I didn't see a pattern (e.g. only sleep would be affected), but I also did not spend a lot of time in the analysis. Additionally, I was more concerned about individual outliers than small random shifts in the data. However here's some additional information:
The definition of "poor" correlation is often subjective and depending on the quesiton, so here you see the distribution of Spearman's ranked correlations across the features:
And here's a list of top 20 lowest correlated features (ranging from ~0.5 - 0.7)
['sleep-hourOfWeekday-10-avg', 'sedentary-hourOfDay-20-avg', 'light-hourOfDay-20-avg', 'sedentary-hourOfWeekend-20-avg', 'sedentary-hourOfWeekday-20-avg', 'cutPointVPA-hourOfWeekday-14-avg', 'moderate-vigorous-hourOfWeekend-20-avg', 'moderate-vigorous-hourOfWeekend-11-avg', 'sleep-hourOfWeekend-20-avg', 'light-hourOfWeekday-20-avg', 'sleep-hourOfDay-10-avg', 'sedentary-hourOfWeekend-19-avg', 'moderate-vigorous-hourOfWeekend-9-avg', 'sleep-fri-avg', 'cutPointVPA-hourOfWeekday-17-avg', 'cutPointVPA-hourOfDay-16-avg', 'MET-hourOfDay-20-avg', 'sedentary-hourOfWeekend-10-avg', 'sedentary-hourOfDay-10-avg', 'MET-hourOfWeekday-20-avg']

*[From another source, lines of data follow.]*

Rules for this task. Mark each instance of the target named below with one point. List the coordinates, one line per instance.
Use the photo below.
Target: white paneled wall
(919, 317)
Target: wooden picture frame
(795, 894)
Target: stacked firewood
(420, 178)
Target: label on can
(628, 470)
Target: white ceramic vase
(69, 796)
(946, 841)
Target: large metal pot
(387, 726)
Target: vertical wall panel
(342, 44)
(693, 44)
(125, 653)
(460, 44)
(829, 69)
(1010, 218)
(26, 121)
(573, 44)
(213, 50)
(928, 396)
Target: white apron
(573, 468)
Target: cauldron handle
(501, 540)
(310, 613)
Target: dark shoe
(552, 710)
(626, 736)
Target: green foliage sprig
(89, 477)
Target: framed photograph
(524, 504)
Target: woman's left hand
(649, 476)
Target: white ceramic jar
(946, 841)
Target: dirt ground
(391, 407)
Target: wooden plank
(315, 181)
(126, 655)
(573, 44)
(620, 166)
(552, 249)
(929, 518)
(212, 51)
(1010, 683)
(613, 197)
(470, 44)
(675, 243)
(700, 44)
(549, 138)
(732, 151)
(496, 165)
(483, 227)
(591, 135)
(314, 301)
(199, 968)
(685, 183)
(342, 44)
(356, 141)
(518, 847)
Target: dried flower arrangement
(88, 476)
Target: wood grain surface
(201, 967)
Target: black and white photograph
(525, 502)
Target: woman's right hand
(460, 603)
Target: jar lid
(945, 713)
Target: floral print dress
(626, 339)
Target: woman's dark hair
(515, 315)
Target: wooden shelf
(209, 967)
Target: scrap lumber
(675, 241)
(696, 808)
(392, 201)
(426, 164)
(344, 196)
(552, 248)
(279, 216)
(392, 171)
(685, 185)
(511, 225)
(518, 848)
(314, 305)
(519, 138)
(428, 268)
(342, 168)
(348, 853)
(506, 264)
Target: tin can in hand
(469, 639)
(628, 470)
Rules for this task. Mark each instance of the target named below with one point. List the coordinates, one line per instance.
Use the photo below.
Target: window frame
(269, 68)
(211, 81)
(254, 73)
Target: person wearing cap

Thank you for sharing this @sehamsick
It's hard to tell what's going on, but I think since we're looking at 500+ variables we're bound to find some low correlation variables. For now I think your best option is to stick to 30s epoch, and postprocess the TimeSeries.csv file to rederive the statistics that you want with 1min epochs (for example, by averaging consecutive 30s epochs).